Il brusco risveglio del Venezuela

L’avvento al potere di Maduro e il diffondersi della corruzione hanno posto fine al “sogno” dei seguaci di Bolivar

La storia recente del Venezuela sembra ripercorrere gli itinerari “classici” delle rivoluzioni sudamericane degli ultimi decenni del secolo scorso. Partita con le migliori premesse la rivoluzione bolivariana si è via via impantanata nei suoi stessi errori, tradendo le promesse. Se agli inizi degli anni ’90 del Novecento Chavez, anonimo alto ufficiale dell’esercito, aveva saputo entusiasmare gli abitanti dei quartieri derelitti di Caracas, i barrios, con l’impegno preciso di riscattarli dalla povertà endemica mediante la sanità e l’istruzione gratuita per tutti, tutto ciò non è bastato. In effetti qualcosa di nuovo stava capitando se è vero che molte abitazioni sono state costruire e risanate; che tantissime bambine e bambini hanno potuto andare a scuola per la prima volta e accedere all’istruzione di ogni ordine e grado; che il principio universalistico del diritto alla salute si andava diramando in ogni ambito sociale superando discriminazioni di reddito inveterate. E tutto questo veniva pagato con la ricchezza petrolifera – giacimenti immensi di petrolio disseminati ovunque nel mare che è intorno al Venezuela. Un dividendo che per la prima volta bella storia venezuelana veniva distribuito alla gente più povera ed esclusa. Tutto ciò va riconosciuto all’intuizione del fremente Hugo Chavez che non era esente da atteggiamenti tipici di ogni caudillo e che però aveva sollecitato l’entusiasmo di milioni di descamisados.

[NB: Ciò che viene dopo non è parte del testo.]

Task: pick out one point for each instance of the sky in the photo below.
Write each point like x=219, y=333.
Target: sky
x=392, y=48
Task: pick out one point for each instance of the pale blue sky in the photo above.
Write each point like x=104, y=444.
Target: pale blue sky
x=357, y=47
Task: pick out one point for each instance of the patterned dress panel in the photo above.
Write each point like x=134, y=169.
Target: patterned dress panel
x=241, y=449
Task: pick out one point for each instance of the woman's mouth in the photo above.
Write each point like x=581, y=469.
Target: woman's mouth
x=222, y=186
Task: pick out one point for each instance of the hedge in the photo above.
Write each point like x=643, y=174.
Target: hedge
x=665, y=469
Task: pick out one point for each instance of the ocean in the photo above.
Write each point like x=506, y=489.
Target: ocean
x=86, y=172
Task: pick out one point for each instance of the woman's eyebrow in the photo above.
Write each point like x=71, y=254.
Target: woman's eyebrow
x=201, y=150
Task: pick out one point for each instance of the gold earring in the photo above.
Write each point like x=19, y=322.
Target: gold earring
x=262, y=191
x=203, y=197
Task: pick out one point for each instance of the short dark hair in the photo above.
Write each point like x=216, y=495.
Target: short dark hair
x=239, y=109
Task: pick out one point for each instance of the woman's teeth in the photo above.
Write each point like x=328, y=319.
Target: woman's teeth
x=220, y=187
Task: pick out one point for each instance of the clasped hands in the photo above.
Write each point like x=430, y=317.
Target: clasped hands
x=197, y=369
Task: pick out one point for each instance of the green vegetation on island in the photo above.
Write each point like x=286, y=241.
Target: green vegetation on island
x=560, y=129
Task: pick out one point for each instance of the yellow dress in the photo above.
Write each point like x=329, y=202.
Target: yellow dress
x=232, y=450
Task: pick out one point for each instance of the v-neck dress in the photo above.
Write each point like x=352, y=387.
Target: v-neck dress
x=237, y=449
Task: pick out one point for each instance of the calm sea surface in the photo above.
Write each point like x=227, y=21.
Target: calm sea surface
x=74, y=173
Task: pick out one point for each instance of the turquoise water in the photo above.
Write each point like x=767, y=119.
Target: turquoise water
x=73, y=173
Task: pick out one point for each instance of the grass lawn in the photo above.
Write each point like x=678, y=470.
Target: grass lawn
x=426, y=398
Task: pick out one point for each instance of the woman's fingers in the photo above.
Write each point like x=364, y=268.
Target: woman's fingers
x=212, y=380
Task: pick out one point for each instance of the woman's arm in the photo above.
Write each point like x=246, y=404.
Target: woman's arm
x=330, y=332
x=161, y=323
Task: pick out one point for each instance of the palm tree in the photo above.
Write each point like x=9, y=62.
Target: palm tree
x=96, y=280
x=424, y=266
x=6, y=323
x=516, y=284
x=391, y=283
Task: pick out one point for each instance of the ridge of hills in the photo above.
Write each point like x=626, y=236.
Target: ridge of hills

C’è stato qualcosa che ad un certo punto non ha funzionato o si è inceppato ed è stato quando la classe dirigente di Caracas non si è accorta che l’economia era diventata dipendente dalle importazioni, facendo affidamento sul solo petrolio (un mare immenso di petrolio, ma pur sempre una monocoltura) e non si diversificava abbastanza per avviare un’economia capace di valorizzare le tante risorse di cui il Venezuela dispone (materie prime, agricoltura, capacità cooperativistiche).

L’avvento al potere di Maduro, umbratile e privo di carisma e di strategia politica, e il diffondersi a tutti i livelli della corruzione hanno posto un brusco risveglio al “sogno” dei seguaci di Bolivar. Il Paese è spaccato a metà: una parte della popolazione continua ad appoggiare l’attuale inquilino di palazzo Miraflores, mentre larghi strati di ceti medi impoveriti guardano con nascenti speranze all’opposizione. Che non è affatto omogenea, ma piuttosto frammentata. L’autoproclamato presidente Juan Guaidò s’è ripromesso di rappresentarla in modo unitario, ma non è detto ci riesca.

E’ in questo scenario che risulta importante il ruolo della Chiesa cattolica e il fatto che il cardinale Parolin sia stato nunzio a Caracas e che il nuovo sostituto alla segreteria di Stato vaticano, l’arcivescovo Edgar Pena Parra, sia venezuelano non può che agevolare l’incontro e il dialogo fra le parti. Questo tavolo va avviato, perché la gente non ne può più. Con un’inflazione alle stelle che rende la moneta carta straccia e vanifica qualsiasi tentativo di dare consistenza a stipendi e salari (e pensioni); con una povertà che si estende ovunque tanto che le persone sono costrette a rovistare nella spazzatura per trovare qualcosa da mangiare; con circa 3 milioni di venezuelani che hanno lasciato la loro terra e non certo per trovare situazioni di vita migliori (in Colombia e in Brasile si dà la caccia ai venezuelani che, si dice, devono tornare a casa loro). Insomma, un compromesso, e nell’immediato elezioni politiche – presidenziali e legislative – che diano voce ai venezuelani.